# Collaborative Filtering

In Collaborative Filtering, the similarity between users is used to recommend books to a user. The previous history of ratings of all the users is collected. The nearest neighbor user-based approach is used in building the recommendation system. The similarity measures Mean Squared Difference (MSD) and Pearson correlation coefficient are compared for the algorithm. The MSD appeared to give a better value of RMSE with KNNMeans algorithm in the surprise package 

In [36]:
import numpy as np
import pandas as pd
from surprise import Reader
from surprise import Dataset
from surprise.model_selection import GridSearchCV
from surprise.model_selection import cross_validate
from surprise import NormalPredictor
from surprise import KNNBasic
from surprise import KNNWithMeans
from surprise import SVD
from surprise.accuracy import rmse
from surprise import accuracy
from surprise.model_selection import train_test_split
import operator

In [2]:
books = pd.read_csv('data/books.csv')
ratings = pd.read_csv('data/ratings.csv')

To find out the rating scale used in the dataset

In [7]:
ratings['rating'].min()

1

In [8]:
ratings['rating'].max()

5

Load the dataset into a 'surprise' dataset using Reader form the package by mentioning the scale of rating

Reference: https://surprise.readthedocs.io/en/stable/getting_started.html#use-a-custom-dataset

In [3]:
reader = Reader(rating_scale=(1, 5))

rat = Dataset.load_from_df(ratings[['book_id', 'user_id', 'rating']], reader)
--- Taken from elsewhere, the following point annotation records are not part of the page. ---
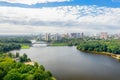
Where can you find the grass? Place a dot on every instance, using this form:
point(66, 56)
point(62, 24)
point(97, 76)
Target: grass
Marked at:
point(25, 46)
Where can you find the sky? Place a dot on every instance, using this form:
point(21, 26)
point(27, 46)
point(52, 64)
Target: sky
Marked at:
point(59, 16)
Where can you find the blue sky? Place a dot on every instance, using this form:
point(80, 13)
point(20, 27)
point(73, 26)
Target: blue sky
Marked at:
point(59, 16)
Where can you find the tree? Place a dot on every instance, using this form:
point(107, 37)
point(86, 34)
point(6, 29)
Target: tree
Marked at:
point(17, 54)
point(12, 76)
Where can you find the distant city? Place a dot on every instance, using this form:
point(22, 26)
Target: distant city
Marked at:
point(58, 36)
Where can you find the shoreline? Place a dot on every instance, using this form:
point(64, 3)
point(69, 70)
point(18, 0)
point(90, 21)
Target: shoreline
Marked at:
point(115, 56)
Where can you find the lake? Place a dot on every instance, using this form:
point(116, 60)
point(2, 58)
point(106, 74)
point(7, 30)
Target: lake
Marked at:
point(67, 63)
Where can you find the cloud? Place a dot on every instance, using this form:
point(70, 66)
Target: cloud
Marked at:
point(59, 19)
point(30, 2)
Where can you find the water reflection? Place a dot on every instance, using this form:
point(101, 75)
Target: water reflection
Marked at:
point(67, 63)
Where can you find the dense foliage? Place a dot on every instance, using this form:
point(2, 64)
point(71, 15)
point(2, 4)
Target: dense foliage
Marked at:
point(12, 70)
point(8, 44)
point(112, 46)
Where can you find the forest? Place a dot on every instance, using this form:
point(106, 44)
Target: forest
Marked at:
point(8, 44)
point(12, 70)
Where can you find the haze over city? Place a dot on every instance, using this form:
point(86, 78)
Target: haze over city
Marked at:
point(59, 16)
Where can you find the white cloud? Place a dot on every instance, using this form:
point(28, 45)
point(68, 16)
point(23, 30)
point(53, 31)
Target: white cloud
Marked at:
point(30, 2)
point(59, 19)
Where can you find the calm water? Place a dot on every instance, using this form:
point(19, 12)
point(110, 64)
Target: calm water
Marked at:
point(67, 63)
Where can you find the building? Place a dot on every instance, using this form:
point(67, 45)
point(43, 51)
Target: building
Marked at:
point(57, 37)
point(77, 35)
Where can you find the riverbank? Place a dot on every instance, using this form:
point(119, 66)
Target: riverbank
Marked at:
point(116, 56)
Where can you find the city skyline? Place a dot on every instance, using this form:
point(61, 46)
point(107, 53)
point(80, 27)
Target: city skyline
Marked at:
point(59, 16)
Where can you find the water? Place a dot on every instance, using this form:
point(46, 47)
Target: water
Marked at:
point(67, 63)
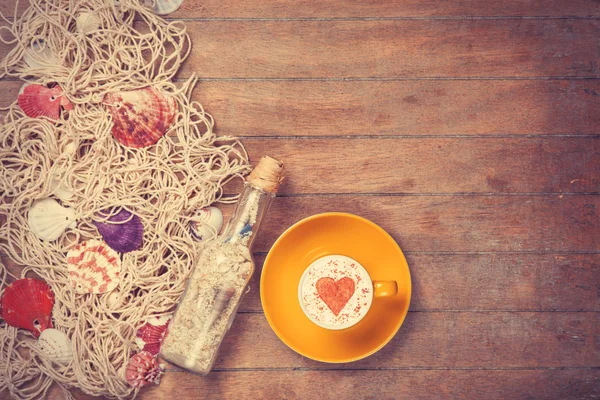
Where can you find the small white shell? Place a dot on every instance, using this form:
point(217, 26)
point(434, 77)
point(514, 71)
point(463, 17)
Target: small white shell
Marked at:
point(87, 23)
point(48, 219)
point(39, 55)
point(207, 223)
point(56, 346)
point(164, 7)
point(115, 300)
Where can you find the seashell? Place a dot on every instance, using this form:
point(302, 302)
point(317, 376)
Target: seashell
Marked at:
point(27, 303)
point(164, 7)
point(140, 117)
point(207, 223)
point(115, 300)
point(40, 101)
point(93, 267)
point(87, 23)
point(56, 346)
point(143, 369)
point(59, 190)
point(48, 219)
point(123, 231)
point(39, 55)
point(149, 336)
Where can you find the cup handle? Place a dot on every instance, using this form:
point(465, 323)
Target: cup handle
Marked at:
point(385, 288)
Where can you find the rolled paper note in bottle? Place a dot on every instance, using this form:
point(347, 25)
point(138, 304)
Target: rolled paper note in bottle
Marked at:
point(217, 283)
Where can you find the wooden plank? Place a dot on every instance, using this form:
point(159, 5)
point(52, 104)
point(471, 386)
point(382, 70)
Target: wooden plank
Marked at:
point(483, 282)
point(435, 165)
point(402, 384)
point(332, 108)
point(439, 340)
point(384, 9)
point(554, 224)
point(472, 107)
point(391, 49)
point(510, 282)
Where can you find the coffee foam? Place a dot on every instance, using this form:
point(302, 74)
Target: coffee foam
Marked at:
point(335, 267)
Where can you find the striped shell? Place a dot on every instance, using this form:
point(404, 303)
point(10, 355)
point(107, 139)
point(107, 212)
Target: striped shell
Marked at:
point(93, 267)
point(140, 117)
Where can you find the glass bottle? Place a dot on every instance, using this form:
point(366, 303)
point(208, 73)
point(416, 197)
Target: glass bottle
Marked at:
point(215, 288)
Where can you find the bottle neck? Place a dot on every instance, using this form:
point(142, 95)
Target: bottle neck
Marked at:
point(249, 212)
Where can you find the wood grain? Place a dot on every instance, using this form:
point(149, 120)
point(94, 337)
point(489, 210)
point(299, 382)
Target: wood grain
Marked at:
point(385, 385)
point(435, 165)
point(482, 282)
point(386, 108)
point(496, 282)
point(393, 49)
point(383, 9)
point(439, 340)
point(554, 224)
point(332, 108)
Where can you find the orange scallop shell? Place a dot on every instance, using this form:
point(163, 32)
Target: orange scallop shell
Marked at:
point(142, 369)
point(27, 303)
point(141, 117)
point(93, 267)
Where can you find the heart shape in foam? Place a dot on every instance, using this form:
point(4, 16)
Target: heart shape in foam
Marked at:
point(335, 294)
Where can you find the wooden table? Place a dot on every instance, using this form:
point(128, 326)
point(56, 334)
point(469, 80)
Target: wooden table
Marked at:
point(467, 129)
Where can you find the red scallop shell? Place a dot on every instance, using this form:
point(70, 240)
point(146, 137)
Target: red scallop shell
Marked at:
point(143, 369)
point(141, 117)
point(149, 336)
point(27, 303)
point(38, 100)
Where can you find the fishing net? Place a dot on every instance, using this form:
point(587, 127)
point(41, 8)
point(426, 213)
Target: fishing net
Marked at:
point(89, 49)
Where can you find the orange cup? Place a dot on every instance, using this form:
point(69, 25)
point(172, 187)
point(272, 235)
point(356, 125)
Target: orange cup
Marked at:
point(334, 234)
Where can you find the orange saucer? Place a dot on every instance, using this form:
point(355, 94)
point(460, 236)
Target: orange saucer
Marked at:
point(316, 237)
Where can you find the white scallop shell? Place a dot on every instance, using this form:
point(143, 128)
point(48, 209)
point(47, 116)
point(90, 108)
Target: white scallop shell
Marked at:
point(164, 7)
point(56, 346)
point(48, 219)
point(39, 55)
point(207, 223)
point(87, 23)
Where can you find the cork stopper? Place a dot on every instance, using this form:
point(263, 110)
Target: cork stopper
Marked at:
point(267, 175)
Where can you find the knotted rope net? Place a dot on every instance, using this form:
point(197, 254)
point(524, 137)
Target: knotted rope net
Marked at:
point(164, 184)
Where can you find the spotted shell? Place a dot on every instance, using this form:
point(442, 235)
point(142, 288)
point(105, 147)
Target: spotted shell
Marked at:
point(143, 369)
point(140, 117)
point(93, 267)
point(40, 101)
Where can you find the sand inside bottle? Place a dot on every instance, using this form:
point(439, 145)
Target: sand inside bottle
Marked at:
point(208, 306)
Entire data is used as trainset to build the recommendation system

In [11]:
trainset = rat.build_full_trainset()

Parameters selection using GridsearchCV similar to Sci-Kit Learn

In [5]:
params = {
    "name": ["pearson","msd"]
}

grid = {"sim_options": params}

Test the data using KNNWithMeans Algorithm to find out the optimum parameters for the algotithm using GridSearchCV

In [6]:
algorithm1 = GridSearchCV(KNNWithMeans, grid, measures=["rmse", "mae"])
predictions1 = algorithm1.fit(rat)
print(algorithm1.best_score["rmse"])
print(algorithm1.best_params["rmse"])

Computing the pearson similarity matrix...
Done computing similarity matrix.
Computing the pearson similarity matrix...
Done computing similarity matrix.
Computing the pearson similarity matrix...
Done computing similarity matrix.
Computing the pearson similarity matrix...
Done computing similarity matrix.
Computing the pearson similarity matrix...
Done computing similarity matrix.
Computing the msd similarity matrix...
Done computing similarity matrix.
Computing the msd similarity matrix...
Done computing similarity matrix.
Computing the msd similarity matrix...
Done computing similarity matrix.
Computing the msd similarity matrix...
Done computing similarity matrix.
Computing the msd similarity matrix...
Done computing similarity matrix.
0.8579154698571572
{'sim_options': {'name': 'msd', 'user_based': True}}


Therefore, it is observed that MSD (Mean Squared Distance) similarity gives a better RMSE. User-based MSD similarity is selected to build the recommnedation system.

In [7]:
#User-based msd similarity
sim_options = {
    "name": "msd",
    "user_based": True
}
userbasedalgo = KNNWithMeans(sim_options=sim_options)

In [12]:
userbasedalgo.fit(trainset)

Computing the msd similarity matrix...
Done computing similarity matrix.


<surprise.prediction_algorithms.knns.KNNWithMeans at 0x1573a6250>

To test the algorithm for a random user and a book

In [25]:
prediction = userbasedalgo.predict(11082, 41200)
prediction.est

3.8565335989797873

'predict' is a function which takes user_id as the input, calculates the estimates of ratings the user would give to each book and recommends top 5 books to the user. The books to be recommended are checked if the user has previously rated that book. Those books which are already rated are excluded from suggestions to avoid repetition.
![image.png](attachment:image.png)

In [11]:
def predict(userid):
    a = 10000
    est_list = list([] for _ in range(a))
    r = ratings.loc[ratings['user_id'] == userid]
    for i in range(1,10001):
        p = userbasedalgo.predict(i, userid)
        est_list[i-1].append(i)
        est_list[i-1].append(p.est)
    est_list_sorted = sorted(est_list, key=lambda x: x[1], reverse=True)
    list_books_recom = list()
    for i in est_list_sorted:
        if i[0] not in list(r['book_id']):
            list_books_recom = list_books_recom + [i[0]]
    list_books_recom = list_books_recom[0:5]
    index_list_books_recom = [x - 1 for x in list_books_recom] #To correct to the index of each book in books.csv
    return books['title'].iloc[index_list_books_recom]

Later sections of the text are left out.